Rep. Doris Matsui (D-Calif.) spearheaded a letter with other House Democratic women expressing their support for Pelosi’s continued leadership. Only six of the 56 returning incumbent female members — including three non-voting delegates — chose to leave their names off.
The women are coming to Pelosi’s defense after a markedly anti-establishment election cycle, lauding her “battle-tested leadership.” And they also say having a woman lead the party after Hillary ClintonHillary Rodham ClintonTrump knocks ‘defeated’ Dems supporting recount Stein defends recount push after Trump criticism Trump calls recount effort a ‘scam’ MORE‘s shocking loss sends an important message.
“After everything that happened in this campaign, the defeat of Hillary Clinton is an especially heavy blow to the aspirations of young women and girls.

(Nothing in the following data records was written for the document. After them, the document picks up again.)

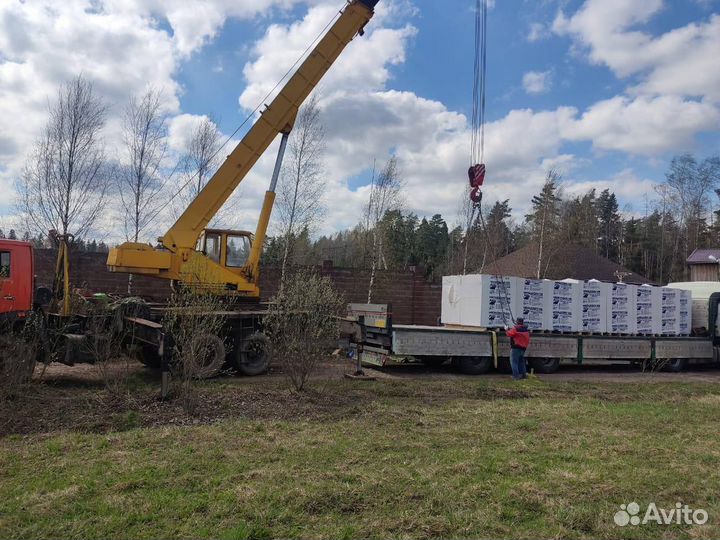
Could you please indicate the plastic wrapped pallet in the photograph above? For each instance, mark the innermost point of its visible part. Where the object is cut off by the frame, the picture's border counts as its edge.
(450, 305)
(622, 309)
(564, 312)
(479, 300)
(649, 310)
(685, 313)
(670, 322)
(593, 306)
(534, 299)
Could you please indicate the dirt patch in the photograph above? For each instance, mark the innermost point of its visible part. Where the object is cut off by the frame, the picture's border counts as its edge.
(63, 398)
(75, 399)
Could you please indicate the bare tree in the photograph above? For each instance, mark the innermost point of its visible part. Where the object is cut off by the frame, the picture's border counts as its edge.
(385, 195)
(139, 182)
(300, 193)
(200, 161)
(195, 319)
(303, 324)
(690, 185)
(65, 180)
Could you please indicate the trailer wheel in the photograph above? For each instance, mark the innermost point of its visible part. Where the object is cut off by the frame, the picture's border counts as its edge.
(252, 357)
(676, 365)
(433, 361)
(209, 349)
(472, 365)
(545, 365)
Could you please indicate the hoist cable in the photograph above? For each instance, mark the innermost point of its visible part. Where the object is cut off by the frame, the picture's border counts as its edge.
(479, 84)
(477, 144)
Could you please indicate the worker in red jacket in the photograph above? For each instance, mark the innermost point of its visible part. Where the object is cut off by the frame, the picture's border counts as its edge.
(519, 341)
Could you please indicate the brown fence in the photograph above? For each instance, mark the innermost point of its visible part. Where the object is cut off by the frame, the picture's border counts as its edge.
(414, 300)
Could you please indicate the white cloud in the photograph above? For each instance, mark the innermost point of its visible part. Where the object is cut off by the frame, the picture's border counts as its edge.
(643, 125)
(635, 191)
(682, 61)
(363, 66)
(536, 32)
(537, 82)
(122, 47)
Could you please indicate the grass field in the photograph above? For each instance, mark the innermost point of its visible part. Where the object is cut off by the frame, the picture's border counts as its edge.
(416, 458)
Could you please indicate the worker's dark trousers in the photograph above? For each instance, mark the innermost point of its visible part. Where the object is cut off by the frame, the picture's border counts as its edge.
(517, 363)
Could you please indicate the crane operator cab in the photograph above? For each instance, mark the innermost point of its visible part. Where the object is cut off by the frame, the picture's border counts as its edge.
(230, 249)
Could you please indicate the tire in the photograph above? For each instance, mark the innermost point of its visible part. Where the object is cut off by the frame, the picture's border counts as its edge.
(212, 352)
(545, 365)
(472, 365)
(433, 361)
(676, 365)
(148, 356)
(253, 355)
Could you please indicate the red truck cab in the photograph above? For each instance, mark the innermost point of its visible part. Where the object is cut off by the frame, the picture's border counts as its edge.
(16, 278)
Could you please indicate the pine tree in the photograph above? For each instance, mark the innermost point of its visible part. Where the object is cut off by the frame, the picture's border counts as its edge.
(544, 220)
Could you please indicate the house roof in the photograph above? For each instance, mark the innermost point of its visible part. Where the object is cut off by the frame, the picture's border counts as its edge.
(702, 256)
(568, 261)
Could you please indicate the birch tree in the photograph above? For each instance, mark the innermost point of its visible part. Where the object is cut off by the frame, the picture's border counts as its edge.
(385, 195)
(201, 158)
(65, 181)
(145, 143)
(300, 193)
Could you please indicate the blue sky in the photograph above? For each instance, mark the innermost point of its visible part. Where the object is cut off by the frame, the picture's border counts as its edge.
(607, 91)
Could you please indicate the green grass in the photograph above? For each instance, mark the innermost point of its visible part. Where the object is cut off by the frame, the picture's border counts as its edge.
(413, 459)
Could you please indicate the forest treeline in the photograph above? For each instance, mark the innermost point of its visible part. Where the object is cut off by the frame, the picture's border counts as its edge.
(681, 215)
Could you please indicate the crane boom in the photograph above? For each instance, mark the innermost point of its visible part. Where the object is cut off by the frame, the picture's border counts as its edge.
(173, 260)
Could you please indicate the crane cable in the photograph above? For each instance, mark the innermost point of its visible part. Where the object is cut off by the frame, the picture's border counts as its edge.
(476, 171)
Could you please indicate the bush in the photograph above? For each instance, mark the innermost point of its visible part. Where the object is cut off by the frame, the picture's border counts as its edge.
(194, 322)
(19, 345)
(302, 324)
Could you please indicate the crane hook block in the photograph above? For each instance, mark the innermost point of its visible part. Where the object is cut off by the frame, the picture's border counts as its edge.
(476, 173)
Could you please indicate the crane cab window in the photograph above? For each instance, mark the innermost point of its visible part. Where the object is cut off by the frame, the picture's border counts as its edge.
(238, 250)
(4, 264)
(212, 246)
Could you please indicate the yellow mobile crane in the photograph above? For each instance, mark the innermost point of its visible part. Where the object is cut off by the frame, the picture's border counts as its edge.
(229, 260)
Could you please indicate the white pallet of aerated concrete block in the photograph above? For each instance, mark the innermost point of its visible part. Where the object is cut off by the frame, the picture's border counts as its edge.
(670, 321)
(450, 305)
(685, 318)
(649, 310)
(479, 300)
(593, 306)
(622, 309)
(533, 302)
(564, 312)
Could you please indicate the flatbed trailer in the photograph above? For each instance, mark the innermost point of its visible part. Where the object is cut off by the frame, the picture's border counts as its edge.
(379, 342)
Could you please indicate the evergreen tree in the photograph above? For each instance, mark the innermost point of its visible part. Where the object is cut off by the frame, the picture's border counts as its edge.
(544, 221)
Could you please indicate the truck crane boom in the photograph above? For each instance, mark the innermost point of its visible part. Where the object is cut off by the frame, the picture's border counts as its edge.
(229, 260)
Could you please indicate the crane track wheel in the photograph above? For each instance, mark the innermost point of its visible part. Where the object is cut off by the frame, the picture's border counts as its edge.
(252, 357)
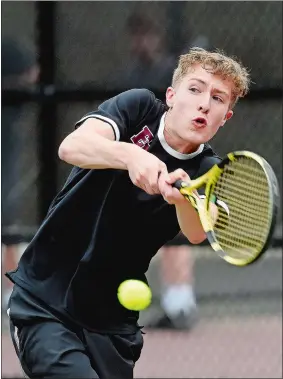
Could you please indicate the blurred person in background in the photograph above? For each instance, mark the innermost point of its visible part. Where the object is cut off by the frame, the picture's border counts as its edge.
(19, 70)
(151, 66)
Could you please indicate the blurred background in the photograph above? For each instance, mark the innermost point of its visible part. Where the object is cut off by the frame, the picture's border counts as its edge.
(59, 61)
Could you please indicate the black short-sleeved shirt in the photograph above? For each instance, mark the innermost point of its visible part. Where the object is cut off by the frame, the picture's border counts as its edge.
(101, 229)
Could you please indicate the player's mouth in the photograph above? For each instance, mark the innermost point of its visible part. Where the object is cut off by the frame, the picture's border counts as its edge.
(200, 122)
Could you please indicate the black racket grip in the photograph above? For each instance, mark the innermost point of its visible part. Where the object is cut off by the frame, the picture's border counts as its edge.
(178, 184)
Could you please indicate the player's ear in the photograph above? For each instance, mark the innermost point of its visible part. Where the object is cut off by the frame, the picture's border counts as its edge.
(229, 114)
(170, 96)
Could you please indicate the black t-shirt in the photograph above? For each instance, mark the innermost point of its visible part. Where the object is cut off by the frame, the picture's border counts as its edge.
(101, 229)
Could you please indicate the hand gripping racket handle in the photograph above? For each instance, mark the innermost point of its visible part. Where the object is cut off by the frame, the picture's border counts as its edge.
(179, 184)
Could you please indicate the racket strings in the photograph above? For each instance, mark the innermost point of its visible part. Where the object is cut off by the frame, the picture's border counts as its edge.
(244, 187)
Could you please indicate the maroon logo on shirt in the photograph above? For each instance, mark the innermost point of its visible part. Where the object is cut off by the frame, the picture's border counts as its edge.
(143, 138)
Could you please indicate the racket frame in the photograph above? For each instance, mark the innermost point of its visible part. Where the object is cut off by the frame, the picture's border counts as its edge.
(209, 179)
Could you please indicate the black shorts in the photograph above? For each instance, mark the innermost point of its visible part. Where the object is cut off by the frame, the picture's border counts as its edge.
(46, 347)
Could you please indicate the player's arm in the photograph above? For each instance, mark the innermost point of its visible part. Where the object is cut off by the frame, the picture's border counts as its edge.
(93, 146)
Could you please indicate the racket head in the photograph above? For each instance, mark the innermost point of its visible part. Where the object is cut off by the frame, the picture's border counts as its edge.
(247, 185)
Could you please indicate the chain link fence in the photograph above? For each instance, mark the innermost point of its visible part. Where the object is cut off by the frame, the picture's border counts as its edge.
(239, 333)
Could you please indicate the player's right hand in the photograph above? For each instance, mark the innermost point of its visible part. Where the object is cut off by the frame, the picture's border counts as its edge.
(144, 169)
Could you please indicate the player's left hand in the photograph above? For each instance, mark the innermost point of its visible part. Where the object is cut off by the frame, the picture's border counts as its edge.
(170, 194)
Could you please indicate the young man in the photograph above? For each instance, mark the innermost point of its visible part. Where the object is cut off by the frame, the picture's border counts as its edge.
(117, 208)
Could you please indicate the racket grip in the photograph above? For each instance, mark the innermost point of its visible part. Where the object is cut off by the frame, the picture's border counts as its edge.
(178, 184)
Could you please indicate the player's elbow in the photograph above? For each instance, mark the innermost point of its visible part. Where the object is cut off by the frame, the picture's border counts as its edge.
(66, 150)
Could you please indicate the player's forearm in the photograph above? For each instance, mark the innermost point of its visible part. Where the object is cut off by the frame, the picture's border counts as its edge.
(95, 152)
(190, 223)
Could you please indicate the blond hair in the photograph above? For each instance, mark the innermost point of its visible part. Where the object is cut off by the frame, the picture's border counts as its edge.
(217, 63)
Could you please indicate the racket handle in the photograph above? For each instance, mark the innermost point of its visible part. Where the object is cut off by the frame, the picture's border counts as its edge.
(178, 184)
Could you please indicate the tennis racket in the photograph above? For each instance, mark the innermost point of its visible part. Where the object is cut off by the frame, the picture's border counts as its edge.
(247, 185)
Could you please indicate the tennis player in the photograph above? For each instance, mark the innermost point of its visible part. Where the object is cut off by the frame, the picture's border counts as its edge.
(116, 209)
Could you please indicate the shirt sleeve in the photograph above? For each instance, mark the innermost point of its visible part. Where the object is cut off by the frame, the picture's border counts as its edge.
(124, 111)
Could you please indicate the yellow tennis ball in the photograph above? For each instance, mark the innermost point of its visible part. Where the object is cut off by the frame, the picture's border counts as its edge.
(134, 295)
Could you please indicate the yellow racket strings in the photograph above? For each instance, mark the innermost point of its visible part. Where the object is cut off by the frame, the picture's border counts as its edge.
(244, 188)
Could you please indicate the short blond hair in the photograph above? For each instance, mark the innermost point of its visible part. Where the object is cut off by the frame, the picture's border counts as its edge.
(217, 63)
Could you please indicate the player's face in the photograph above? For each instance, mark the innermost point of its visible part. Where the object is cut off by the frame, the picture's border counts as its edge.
(199, 106)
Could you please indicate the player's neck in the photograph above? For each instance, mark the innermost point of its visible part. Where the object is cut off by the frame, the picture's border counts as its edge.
(174, 140)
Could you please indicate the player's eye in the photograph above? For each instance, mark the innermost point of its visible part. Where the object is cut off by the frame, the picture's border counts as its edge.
(217, 98)
(194, 89)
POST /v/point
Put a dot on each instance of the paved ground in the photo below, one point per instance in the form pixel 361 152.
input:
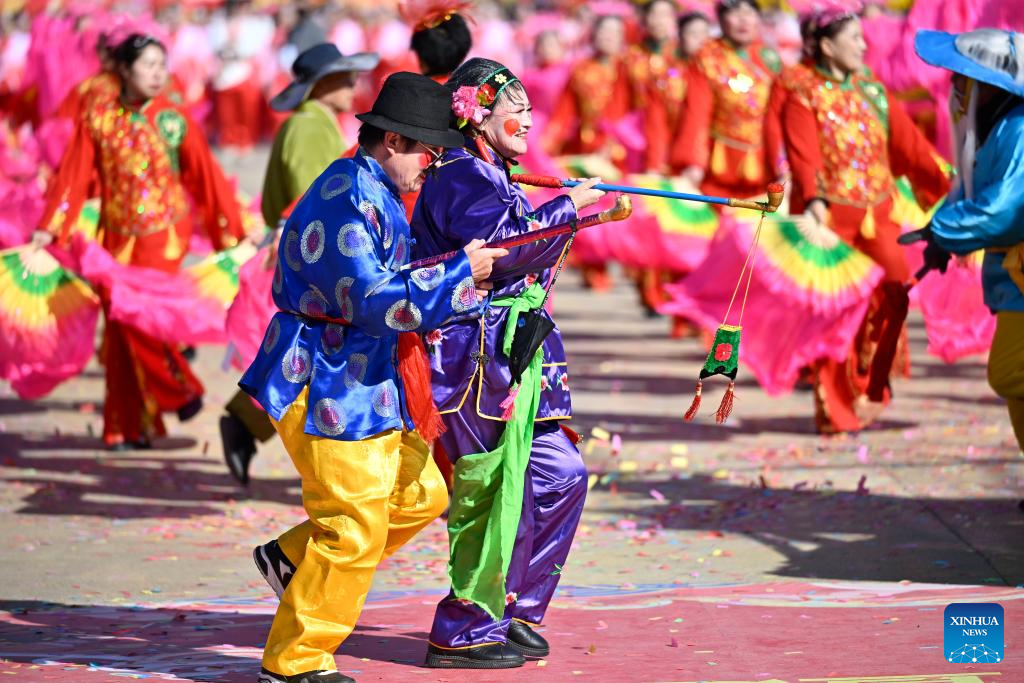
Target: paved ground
pixel 756 551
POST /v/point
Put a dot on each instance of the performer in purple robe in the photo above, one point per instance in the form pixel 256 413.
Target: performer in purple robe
pixel 519 480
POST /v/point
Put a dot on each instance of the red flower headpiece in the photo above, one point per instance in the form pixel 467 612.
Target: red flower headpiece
pixel 423 14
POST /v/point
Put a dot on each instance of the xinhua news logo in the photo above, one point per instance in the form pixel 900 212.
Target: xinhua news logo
pixel 974 633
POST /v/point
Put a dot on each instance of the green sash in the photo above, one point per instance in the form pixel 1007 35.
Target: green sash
pixel 486 500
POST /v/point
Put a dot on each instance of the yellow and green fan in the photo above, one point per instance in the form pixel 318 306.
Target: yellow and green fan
pixel 48 316
pixel 685 228
pixel 808 295
pixel 216 276
pixel 88 219
pixel 905 211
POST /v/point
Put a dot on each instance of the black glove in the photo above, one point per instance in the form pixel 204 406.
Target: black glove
pixel 936 258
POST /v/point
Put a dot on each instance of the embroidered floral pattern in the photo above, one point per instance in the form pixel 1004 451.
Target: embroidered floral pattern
pixel 464 296
pixel 428 279
pixel 329 418
pixel 355 370
pixel 403 315
pixel 312 242
pixel 343 296
pixel 295 366
pixel 335 185
pixel 312 303
pixel 353 241
pixel 385 400
pixel 333 338
pixel 293 252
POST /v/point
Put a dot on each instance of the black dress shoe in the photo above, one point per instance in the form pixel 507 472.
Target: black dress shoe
pixel 240 446
pixel 527 641
pixel 190 410
pixel 489 655
pixel 308 677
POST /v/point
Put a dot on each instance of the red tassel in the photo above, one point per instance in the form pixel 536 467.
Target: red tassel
pixel 695 406
pixel 481 146
pixel 415 370
pixel 725 408
pixel 509 403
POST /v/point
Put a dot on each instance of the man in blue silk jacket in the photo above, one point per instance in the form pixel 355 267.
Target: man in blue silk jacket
pixel 345 378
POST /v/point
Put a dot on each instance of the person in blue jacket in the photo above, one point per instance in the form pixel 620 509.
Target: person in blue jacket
pixel 985 210
pixel 344 376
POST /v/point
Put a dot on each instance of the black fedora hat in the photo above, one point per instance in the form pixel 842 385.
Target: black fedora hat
pixel 416 107
pixel 312 65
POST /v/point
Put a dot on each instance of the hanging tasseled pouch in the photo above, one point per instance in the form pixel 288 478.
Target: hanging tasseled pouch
pixel 722 359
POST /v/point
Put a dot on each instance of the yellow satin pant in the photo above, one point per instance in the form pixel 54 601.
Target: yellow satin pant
pixel 365 500
pixel 1006 367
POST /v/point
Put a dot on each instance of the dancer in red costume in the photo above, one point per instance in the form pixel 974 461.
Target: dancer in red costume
pixel 846 139
pixel 579 126
pixel 719 144
pixel 150 159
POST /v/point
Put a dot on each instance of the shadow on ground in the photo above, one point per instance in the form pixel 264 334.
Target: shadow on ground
pixel 855 536
pixel 162 641
pixel 142 483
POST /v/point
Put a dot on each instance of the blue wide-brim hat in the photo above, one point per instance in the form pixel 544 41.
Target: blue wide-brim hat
pixel 940 49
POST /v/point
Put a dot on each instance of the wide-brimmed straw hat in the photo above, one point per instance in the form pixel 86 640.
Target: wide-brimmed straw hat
pixel 314 63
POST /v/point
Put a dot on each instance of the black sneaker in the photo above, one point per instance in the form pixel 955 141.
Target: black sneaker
pixel 527 641
pixel 488 655
pixel 240 446
pixel 308 677
pixel 274 565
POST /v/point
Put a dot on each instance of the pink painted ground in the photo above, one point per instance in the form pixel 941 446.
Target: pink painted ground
pixel 777 632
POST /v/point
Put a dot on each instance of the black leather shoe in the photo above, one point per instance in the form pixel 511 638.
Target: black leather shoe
pixel 240 446
pixel 489 655
pixel 527 641
pixel 308 677
pixel 125 446
pixel 190 410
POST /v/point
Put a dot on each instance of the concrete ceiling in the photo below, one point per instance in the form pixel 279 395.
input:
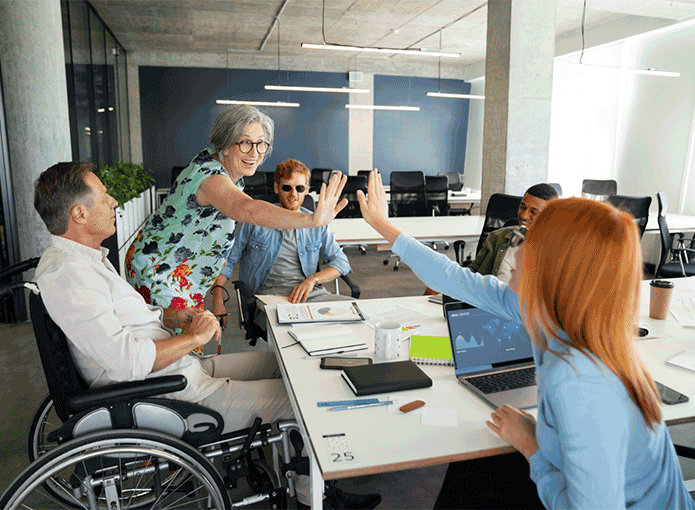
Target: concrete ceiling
pixel 247 26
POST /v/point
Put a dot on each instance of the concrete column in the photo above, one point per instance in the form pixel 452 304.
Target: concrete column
pixel 36 105
pixel 361 125
pixel 518 88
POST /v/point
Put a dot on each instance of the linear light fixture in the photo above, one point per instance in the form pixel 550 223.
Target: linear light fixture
pixel 377 107
pixel 420 52
pixel 345 90
pixel 257 103
pixel 650 72
pixel 455 96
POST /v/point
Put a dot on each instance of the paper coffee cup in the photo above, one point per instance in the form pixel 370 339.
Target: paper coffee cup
pixel 387 341
pixel 659 298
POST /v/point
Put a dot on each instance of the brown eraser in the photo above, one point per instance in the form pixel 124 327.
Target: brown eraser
pixel 411 406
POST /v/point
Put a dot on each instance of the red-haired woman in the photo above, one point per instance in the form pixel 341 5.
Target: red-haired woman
pixel 599 440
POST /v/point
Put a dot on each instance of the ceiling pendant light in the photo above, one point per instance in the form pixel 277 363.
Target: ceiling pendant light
pixel 452 95
pixel 345 90
pixel 381 107
pixel 602 67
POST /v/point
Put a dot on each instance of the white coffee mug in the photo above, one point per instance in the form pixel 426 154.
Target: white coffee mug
pixel 387 340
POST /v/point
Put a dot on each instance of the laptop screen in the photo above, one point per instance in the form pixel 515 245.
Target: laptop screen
pixel 481 340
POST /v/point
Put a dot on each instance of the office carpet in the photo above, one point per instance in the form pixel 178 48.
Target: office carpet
pixel 22 387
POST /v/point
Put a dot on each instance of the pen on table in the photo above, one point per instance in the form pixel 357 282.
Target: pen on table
pixel 361 406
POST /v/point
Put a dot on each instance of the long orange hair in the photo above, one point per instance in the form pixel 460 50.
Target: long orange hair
pixel 582 267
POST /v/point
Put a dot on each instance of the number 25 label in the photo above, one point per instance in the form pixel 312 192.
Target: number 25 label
pixel 342 456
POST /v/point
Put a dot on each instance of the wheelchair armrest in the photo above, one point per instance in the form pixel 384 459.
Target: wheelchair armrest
pixel 126 391
pixel 355 290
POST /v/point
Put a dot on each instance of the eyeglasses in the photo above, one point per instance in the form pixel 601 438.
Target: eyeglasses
pixel 246 146
pixel 288 187
pixel 518 237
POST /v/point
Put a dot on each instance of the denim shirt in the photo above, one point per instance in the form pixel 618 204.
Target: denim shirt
pixel 256 249
pixel 594 448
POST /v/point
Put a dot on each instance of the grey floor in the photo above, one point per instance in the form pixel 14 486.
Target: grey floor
pixel 22 387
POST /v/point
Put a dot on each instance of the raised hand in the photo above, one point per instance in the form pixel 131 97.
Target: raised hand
pixel 374 206
pixel 328 205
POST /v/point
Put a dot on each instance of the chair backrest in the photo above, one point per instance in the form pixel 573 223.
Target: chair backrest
pixel 255 185
pixel 638 207
pixel 353 183
pixel 599 190
pixel 455 180
pixel 437 193
pixel 175 171
pixel 318 177
pixel 500 209
pixel 407 194
pixel 62 376
pixel 664 235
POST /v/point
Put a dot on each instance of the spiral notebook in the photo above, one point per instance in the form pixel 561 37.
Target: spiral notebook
pixel 431 350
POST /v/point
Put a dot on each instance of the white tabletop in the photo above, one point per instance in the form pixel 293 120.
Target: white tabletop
pixel 422 228
pixel 374 440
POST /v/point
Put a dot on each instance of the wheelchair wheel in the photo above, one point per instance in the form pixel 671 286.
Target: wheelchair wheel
pixel 44 422
pixel 120 469
pixel 262 478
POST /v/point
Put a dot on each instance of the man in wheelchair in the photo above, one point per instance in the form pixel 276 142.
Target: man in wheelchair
pixel 114 336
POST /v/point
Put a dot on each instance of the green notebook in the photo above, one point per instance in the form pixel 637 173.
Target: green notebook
pixel 431 350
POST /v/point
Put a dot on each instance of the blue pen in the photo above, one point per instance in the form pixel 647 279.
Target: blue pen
pixel 375 404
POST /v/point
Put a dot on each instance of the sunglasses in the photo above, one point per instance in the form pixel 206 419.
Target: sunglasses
pixel 518 237
pixel 288 187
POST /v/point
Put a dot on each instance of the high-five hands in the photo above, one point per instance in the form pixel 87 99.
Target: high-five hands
pixel 328 205
pixel 375 208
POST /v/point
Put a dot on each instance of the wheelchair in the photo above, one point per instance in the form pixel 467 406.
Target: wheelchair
pixel 121 447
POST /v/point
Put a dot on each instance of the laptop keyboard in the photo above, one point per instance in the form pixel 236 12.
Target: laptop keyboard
pixel 503 381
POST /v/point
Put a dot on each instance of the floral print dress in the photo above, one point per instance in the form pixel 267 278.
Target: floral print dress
pixel 179 252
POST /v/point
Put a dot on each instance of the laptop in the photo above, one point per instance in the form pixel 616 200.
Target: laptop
pixel 492 356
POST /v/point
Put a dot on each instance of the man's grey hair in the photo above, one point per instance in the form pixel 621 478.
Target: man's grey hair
pixel 230 125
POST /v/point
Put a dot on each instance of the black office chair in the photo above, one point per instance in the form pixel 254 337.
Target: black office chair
pixel 246 300
pixel 437 195
pixel 599 190
pixel 501 208
pixel 117 446
pixel 638 207
pixel 674 261
pixel 454 180
pixel 407 197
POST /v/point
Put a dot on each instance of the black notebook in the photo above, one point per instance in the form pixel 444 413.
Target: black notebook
pixel 385 377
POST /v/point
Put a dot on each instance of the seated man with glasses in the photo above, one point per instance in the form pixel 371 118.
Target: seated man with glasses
pixel 284 262
pixel 496 257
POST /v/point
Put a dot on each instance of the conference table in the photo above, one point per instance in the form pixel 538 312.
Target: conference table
pixel 451 426
pixel 355 231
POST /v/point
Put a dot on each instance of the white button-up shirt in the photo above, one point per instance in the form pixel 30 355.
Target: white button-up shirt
pixel 110 328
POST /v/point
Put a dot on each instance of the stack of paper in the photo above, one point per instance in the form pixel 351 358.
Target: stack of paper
pixel 335 339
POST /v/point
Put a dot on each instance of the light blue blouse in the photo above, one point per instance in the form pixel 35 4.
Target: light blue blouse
pixel 595 449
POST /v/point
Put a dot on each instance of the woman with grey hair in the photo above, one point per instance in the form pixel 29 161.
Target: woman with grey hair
pixel 181 249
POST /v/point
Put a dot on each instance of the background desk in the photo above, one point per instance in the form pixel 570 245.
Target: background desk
pixel 355 231
pixel 377 440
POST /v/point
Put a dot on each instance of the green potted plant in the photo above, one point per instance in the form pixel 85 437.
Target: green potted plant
pixel 124 181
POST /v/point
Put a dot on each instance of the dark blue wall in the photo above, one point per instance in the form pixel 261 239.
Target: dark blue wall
pixel 432 140
pixel 177 107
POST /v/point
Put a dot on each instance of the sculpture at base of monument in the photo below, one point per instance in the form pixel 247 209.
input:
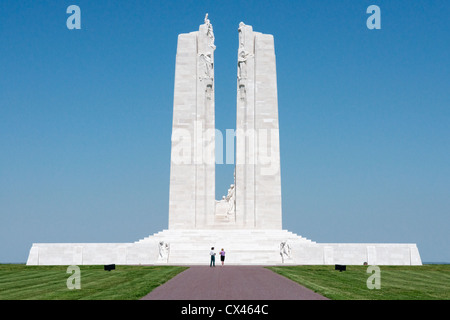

They need to see the first woman Speaker — and every woman Member of Congress — standing firm in the halls of power, continuing to fight for their rights, their dignity, and their dreams,” they wrote.
Women’s advocacy groups also rushed to endorse Pelosi, including EMILY’s List and Feminist Majority.
“We must not forget that women are now 60 percent of the Democratic vote and Pelosi’s leadership is especially needed when the Republicans will try to strip social services women vitally need,” Feminist Majority President Eleanor Smeal said.
While the overwhelming majority of Democratic women have pledged their support to Pelosi, a handful are leaving their options open or are supporting Ryan instead.
Rep. Kathleen Rice (D-N.Y.) was the first lawmaker to publicly back Ryan and was part of an effort to delay the leadership elections after Pelosi originally scheduled them for the week after Election Day.
Rep. Marcia FudgeMarcia FudgeDem women stand behind Pelosi Ex-Black Caucus chair backs Pelosi challenger Racial minority caucuses wrestle for spots in possible Clinton Cabinet MORE (D-Ohio) also kept her signature off Matsui’s letter and announced her support for Ryan this week. The former Congressional Black Caucus Chairwoman said “now is the right time for new leadership” with her fellow Ohioan.